Other’s named in the lawsuit include King Aquatic club, Aquatic Management Group, Western Zone Swimming and Pacific Northwest Swimming. Smith also named the head coach of USA Swimming’s 2006 to 2010 team, Mark Schubert in the suit, claiming he was aware of the ‘relationship,’ but did not report it. He has not commented at this time.

Based in Colorado Springs, Colo., USA Swimming is the National Governing Body for the sport of swimming and has approximately 400,000 members, including swimmers from age group level to Olympic team members, in addition to coaches and volunteers from more than 2,800 teams across the United States.

In January, the U.S. House of Representatives announced it was expanding its focus on sexual abuse within the American Olympic program, including swimming, following the Nassar abuse scandal.

“The abhorrent abuses associated with USA Gymnastics, as well as allegations in 2014, when 19 swimmers said they were sexually abused by their coaches, may raise concerns about whether your organization has sufficient mechanisms to protect young athletes from abuse and mistreatment. Accordingly, the Committee is seeking information from USA Swimming because of the role it plays in overseeing swimming and protecting all of its athletes, the House Committee on Energy and Commerce wrote to USA Swimming.

The House Committee also sent letters to USA Taekwondo, Michigan State and USA Gymnastics asking them how they handle sexual abuse cases.

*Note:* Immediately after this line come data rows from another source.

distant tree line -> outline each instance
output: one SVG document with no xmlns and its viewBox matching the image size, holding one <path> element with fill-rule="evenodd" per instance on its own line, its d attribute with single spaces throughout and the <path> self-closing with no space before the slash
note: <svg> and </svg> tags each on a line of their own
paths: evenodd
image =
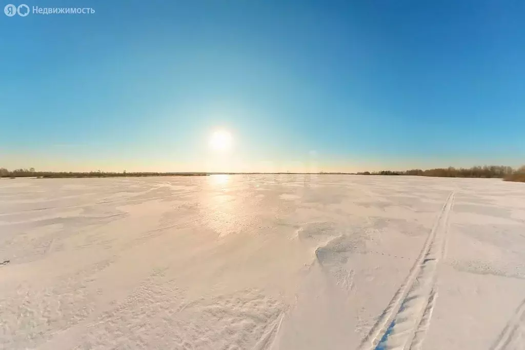
<svg viewBox="0 0 525 350">
<path fill-rule="evenodd" d="M 203 176 L 210 174 L 261 174 L 265 173 L 205 173 L 205 172 L 105 172 L 102 170 L 90 171 L 89 172 L 36 171 L 34 168 L 18 169 L 8 170 L 5 168 L 0 168 L 0 178 L 108 178 L 140 176 Z M 301 173 L 268 173 L 272 174 L 300 174 Z M 420 169 L 411 169 L 404 171 L 392 170 L 382 170 L 381 171 L 364 171 L 358 173 L 346 172 L 326 172 L 321 171 L 319 174 L 355 174 L 359 175 L 387 175 L 387 176 L 429 176 L 444 178 L 492 178 L 503 179 L 505 181 L 520 181 L 525 182 L 525 166 L 517 169 L 511 167 L 503 166 L 485 166 L 484 167 L 472 167 L 472 168 L 456 168 L 453 167 L 438 168 L 422 170 Z"/>
<path fill-rule="evenodd" d="M 412 176 L 430 176 L 440 178 L 492 178 L 503 179 L 506 181 L 525 182 L 525 166 L 517 169 L 503 166 L 477 166 L 472 168 L 457 168 L 454 167 L 438 168 L 423 170 L 413 169 L 405 171 L 383 170 L 370 172 L 358 172 L 360 175 L 404 175 Z"/>
<path fill-rule="evenodd" d="M 34 168 L 17 169 L 9 171 L 5 168 L 0 168 L 0 178 L 110 178 L 138 176 L 202 176 L 207 174 L 203 172 L 106 172 L 102 170 L 89 172 L 72 171 L 36 171 Z"/>
</svg>

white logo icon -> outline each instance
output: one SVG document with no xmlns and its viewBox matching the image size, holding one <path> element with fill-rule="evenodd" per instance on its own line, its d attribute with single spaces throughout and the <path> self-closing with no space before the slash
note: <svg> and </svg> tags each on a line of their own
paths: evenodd
<svg viewBox="0 0 525 350">
<path fill-rule="evenodd" d="M 5 5 L 5 7 L 4 7 L 4 13 L 6 16 L 13 17 L 16 14 L 16 6 L 12 4 Z"/>
<path fill-rule="evenodd" d="M 29 7 L 25 4 L 22 4 L 17 7 L 13 4 L 9 4 L 4 7 L 4 13 L 9 17 L 13 17 L 16 14 L 18 14 L 18 16 L 20 17 L 25 17 L 29 14 Z"/>
<path fill-rule="evenodd" d="M 22 11 L 20 11 L 20 9 L 22 9 Z M 29 7 L 25 4 L 22 4 L 18 6 L 18 8 L 16 9 L 16 12 L 18 13 L 18 16 L 25 17 L 27 15 L 29 14 Z"/>
</svg>

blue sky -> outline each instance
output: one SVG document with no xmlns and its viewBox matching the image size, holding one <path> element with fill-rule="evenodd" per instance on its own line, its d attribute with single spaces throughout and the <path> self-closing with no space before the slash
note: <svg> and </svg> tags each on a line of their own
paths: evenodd
<svg viewBox="0 0 525 350">
<path fill-rule="evenodd" d="M 0 166 L 525 163 L 523 1 L 75 3 L 0 18 Z"/>
</svg>

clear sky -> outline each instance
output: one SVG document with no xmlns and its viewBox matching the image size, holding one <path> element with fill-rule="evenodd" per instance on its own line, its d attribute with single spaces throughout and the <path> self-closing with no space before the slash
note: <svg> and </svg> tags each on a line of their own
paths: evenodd
<svg viewBox="0 0 525 350">
<path fill-rule="evenodd" d="M 74 2 L 1 15 L 0 167 L 525 163 L 522 0 Z"/>
</svg>

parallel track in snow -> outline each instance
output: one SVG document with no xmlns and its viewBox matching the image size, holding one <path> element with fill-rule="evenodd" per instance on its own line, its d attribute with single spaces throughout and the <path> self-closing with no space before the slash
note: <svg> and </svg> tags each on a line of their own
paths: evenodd
<svg viewBox="0 0 525 350">
<path fill-rule="evenodd" d="M 437 296 L 437 263 L 444 255 L 450 193 L 414 266 L 359 347 L 360 350 L 418 350 L 422 348 Z"/>
</svg>

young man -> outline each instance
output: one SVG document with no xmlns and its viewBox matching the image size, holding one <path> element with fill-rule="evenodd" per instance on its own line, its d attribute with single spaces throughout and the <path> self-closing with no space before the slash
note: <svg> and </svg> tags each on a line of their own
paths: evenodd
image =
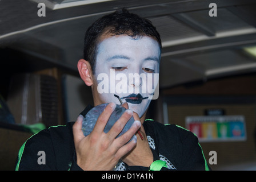
<svg viewBox="0 0 256 182">
<path fill-rule="evenodd" d="M 78 69 L 91 87 L 94 106 L 109 104 L 87 136 L 82 121 L 90 107 L 75 122 L 29 139 L 19 151 L 16 169 L 209 169 L 193 133 L 174 125 L 145 121 L 154 94 L 150 88 L 158 83 L 161 51 L 159 35 L 147 19 L 123 9 L 97 20 L 86 31 L 84 59 L 79 60 Z M 108 119 L 120 104 L 114 94 L 127 110 L 105 133 Z M 135 121 L 130 129 L 116 138 L 132 117 Z M 43 163 L 38 162 L 39 151 L 45 154 Z"/>
</svg>

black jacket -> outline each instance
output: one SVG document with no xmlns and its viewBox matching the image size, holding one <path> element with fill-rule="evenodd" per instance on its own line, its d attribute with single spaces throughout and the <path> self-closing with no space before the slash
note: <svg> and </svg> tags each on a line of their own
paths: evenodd
<svg viewBox="0 0 256 182">
<path fill-rule="evenodd" d="M 85 115 L 88 109 L 82 112 Z M 50 127 L 30 137 L 21 147 L 16 170 L 82 170 L 77 164 L 72 127 Z M 191 132 L 175 125 L 164 125 L 151 119 L 143 124 L 154 160 L 166 162 L 162 170 L 209 170 L 197 137 Z M 38 160 L 45 154 L 45 164 Z M 128 166 L 121 162 L 117 170 L 149 170 L 149 167 Z"/>
</svg>

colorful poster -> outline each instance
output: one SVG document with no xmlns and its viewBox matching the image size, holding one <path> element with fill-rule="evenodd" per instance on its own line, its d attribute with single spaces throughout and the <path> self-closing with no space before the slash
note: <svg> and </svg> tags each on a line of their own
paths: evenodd
<svg viewBox="0 0 256 182">
<path fill-rule="evenodd" d="M 199 142 L 242 141 L 246 140 L 243 115 L 189 116 L 186 127 Z"/>
</svg>

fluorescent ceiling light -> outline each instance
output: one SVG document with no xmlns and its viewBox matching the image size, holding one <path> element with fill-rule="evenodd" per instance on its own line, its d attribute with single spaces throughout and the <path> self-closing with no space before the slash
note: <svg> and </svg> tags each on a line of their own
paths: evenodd
<svg viewBox="0 0 256 182">
<path fill-rule="evenodd" d="M 256 46 L 246 47 L 243 49 L 254 57 L 256 57 Z"/>
<path fill-rule="evenodd" d="M 97 3 L 99 2 L 103 2 L 106 1 L 111 1 L 114 0 L 83 0 L 83 1 L 75 1 L 75 0 L 65 0 L 62 1 L 61 3 L 58 2 L 61 1 L 50 1 L 50 0 L 30 0 L 37 3 L 43 3 L 45 6 L 53 10 L 61 9 L 63 8 L 67 8 L 77 6 L 86 5 L 89 4 Z M 43 2 L 42 2 L 43 1 Z"/>
</svg>

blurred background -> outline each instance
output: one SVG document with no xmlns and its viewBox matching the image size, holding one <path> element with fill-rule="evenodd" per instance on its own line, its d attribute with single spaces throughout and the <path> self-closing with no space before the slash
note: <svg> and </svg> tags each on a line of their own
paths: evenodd
<svg viewBox="0 0 256 182">
<path fill-rule="evenodd" d="M 194 133 L 214 170 L 255 170 L 253 0 L 0 1 L 0 170 L 14 169 L 33 134 L 93 104 L 77 68 L 85 32 L 122 7 L 149 19 L 162 40 L 147 117 Z"/>
</svg>

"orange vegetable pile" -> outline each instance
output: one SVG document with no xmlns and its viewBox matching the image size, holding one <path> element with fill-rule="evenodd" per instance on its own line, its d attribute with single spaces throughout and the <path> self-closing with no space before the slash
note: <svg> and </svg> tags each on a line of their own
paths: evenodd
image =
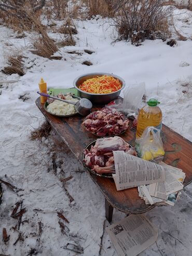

In 2014, an investigation by the U.S. House of Representatives Committee on Education and the Workforce found that “detailed actionable information” about sex abuse and coaches was known to USA Swimming leaders, but no action was taken,” according to a report in the Orange County Register.

During the Larry Nassar trial, 160 women came forward to describe the sexual abuse inflicted by their team physician. One man with USA Gymnastics now serving up to 175 years in prison. One man; 160 victims. Will the lawsuit for the swimmer bring forward more horrible revelations?